Northern artists must organize
Workshop reveals potential and promise for future Northern jewellery manufacturing

Dane Gibson
Northern News Services

NNSL (Mar 26/99) - There are 3,500 artists and carvers in the North who will miss the diamond train if they don't organize right now.

Yellowknife jewelry-maker Francois Thibault attended a conference March 14-15 at the Explorer Hotel with a variety of international diamond jewelry manufacturers, including Doug Spence of Spence Diamonds and Norbert Brinkhaus of Brinkhaus Jewellers.

He said he now realizes the enormous value-added opportunity diamonds represent to Northern artists -- an opportunity that will pass them by if they don't have a plan in place.

"I'd like to form an association of interested artists and carvers right away. That way, until more training is done, we'll have a bank of designs that manufacturers can choose from," Thibault said.

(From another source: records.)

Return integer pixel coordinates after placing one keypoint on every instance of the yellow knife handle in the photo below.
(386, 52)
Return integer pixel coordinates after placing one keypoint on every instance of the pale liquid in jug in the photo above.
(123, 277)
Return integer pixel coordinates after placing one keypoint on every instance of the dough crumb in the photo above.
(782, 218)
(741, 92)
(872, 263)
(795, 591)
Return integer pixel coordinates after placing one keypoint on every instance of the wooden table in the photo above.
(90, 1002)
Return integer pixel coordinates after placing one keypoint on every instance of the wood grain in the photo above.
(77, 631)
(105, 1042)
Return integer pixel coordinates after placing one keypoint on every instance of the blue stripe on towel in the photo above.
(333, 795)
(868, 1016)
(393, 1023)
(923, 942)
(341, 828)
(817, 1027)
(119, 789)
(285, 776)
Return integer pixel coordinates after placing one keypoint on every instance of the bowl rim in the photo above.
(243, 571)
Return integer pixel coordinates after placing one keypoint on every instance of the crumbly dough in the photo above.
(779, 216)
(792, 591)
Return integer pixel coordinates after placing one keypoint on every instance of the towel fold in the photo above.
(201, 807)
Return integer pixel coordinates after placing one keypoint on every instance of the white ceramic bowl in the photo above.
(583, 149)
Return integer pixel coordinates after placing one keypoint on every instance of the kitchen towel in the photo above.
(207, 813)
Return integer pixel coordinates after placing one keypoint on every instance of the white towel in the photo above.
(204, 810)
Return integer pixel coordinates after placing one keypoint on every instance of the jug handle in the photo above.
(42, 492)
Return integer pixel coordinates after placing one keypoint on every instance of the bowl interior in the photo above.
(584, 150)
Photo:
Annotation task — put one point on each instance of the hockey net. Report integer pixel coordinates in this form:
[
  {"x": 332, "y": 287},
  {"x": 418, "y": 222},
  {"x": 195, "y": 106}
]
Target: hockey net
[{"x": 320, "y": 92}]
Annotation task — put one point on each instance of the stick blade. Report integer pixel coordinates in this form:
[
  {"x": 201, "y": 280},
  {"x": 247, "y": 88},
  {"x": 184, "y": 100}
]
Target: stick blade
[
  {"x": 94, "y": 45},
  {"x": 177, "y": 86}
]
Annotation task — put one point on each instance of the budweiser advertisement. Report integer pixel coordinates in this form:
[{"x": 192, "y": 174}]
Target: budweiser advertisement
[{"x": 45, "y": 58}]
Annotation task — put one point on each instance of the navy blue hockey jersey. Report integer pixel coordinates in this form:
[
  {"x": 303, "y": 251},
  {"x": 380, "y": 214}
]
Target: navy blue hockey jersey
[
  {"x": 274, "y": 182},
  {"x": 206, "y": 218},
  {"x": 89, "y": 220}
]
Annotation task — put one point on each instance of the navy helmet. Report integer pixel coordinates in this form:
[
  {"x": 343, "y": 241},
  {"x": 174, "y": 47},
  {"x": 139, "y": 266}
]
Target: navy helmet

"This is the only way to show the production houses that we're professionals, ready to embark on Canada's newest adventure."

Thibault called the 3,500 Northern artists currently producing in the Canadian Arctic the "largest pool of untapped designers in the world."

He points out that a gem-quality diamond on its own isn't much -- it has to be mounted in a unique setting that highlights the natural beauty of the stone. Production houses rely on artists to design those settings.

"It's time for the talent in the North to rise and shine. This is a wake-up call for all Northern Canadian carvers, artists and jewellery makers," Thibault said.

After forming an association, Thibault envisions finding funding to set up small casting operations in Northern communities throughout the Arctic.

"Setting up casting operations across the North would not only be beneficial as an educational tool, but it would create a small cottage industry that the bigger jewellery production houses could use as a design bank for original aboriginal work," Thibault said.

"All you need to capitalize on this is imagination and creativity, which is something the North has ample amounts of."

Diavik vice-president of commercial, Jim Sharpe, was at the symposium mostly as an observer. Diavik is a rough diamond producer, which means they sit on top of the value-added pipeline.

From the rough stage, which is a more than a $7- billion industry, the value-added diamond machine picks up about $50 billion along the way.

"We think it's right to look at the potential for value-added but our own experience is it's pretty hard to break into. In the North, you're starting from zero," Sharpe said from his office in Calgary.

"Each value-added stage represents a big jump, and each jump represents a whole new set of risks and issues. Just having a diamond mine isn't a passport to creating jewelry from the diamonds mined there. There's many stages involved."

That said, Sharpe is cautiously optimistic about the creation of a Northern jewellery manufacturing sector and he agreed that Thibault is on the right track.

"There's a base of creative people up there and a tradition of Northern craftsmanship that companies in the south are aware of. I have no-doubt something will be happening in the manufacturing area," Sharpe said."

Yellowknife's Nexus Group organized the event as an industry building task.

"Participants indicated that it's quite clear we can't go large-scale or compete at the lower end of the jewelry manufacturing market. You'd have to produce large volumes with little lead time," Nexus Group president Peter Allen said.

"The major opportunities lie in the middle and high-end markets. It's an area that relies on world-class designs, low-volume and a high service element."

He said the importance of a Northern jewelry manufacturing sector lies in the fact that a combination of industries can converge together.

"Diamond jewelry is one of the areas that combines the skills of the Northern artist, the product of the mines and the experience of the Northern landscape and people (tourism) into a single, integrated industry," Allen said.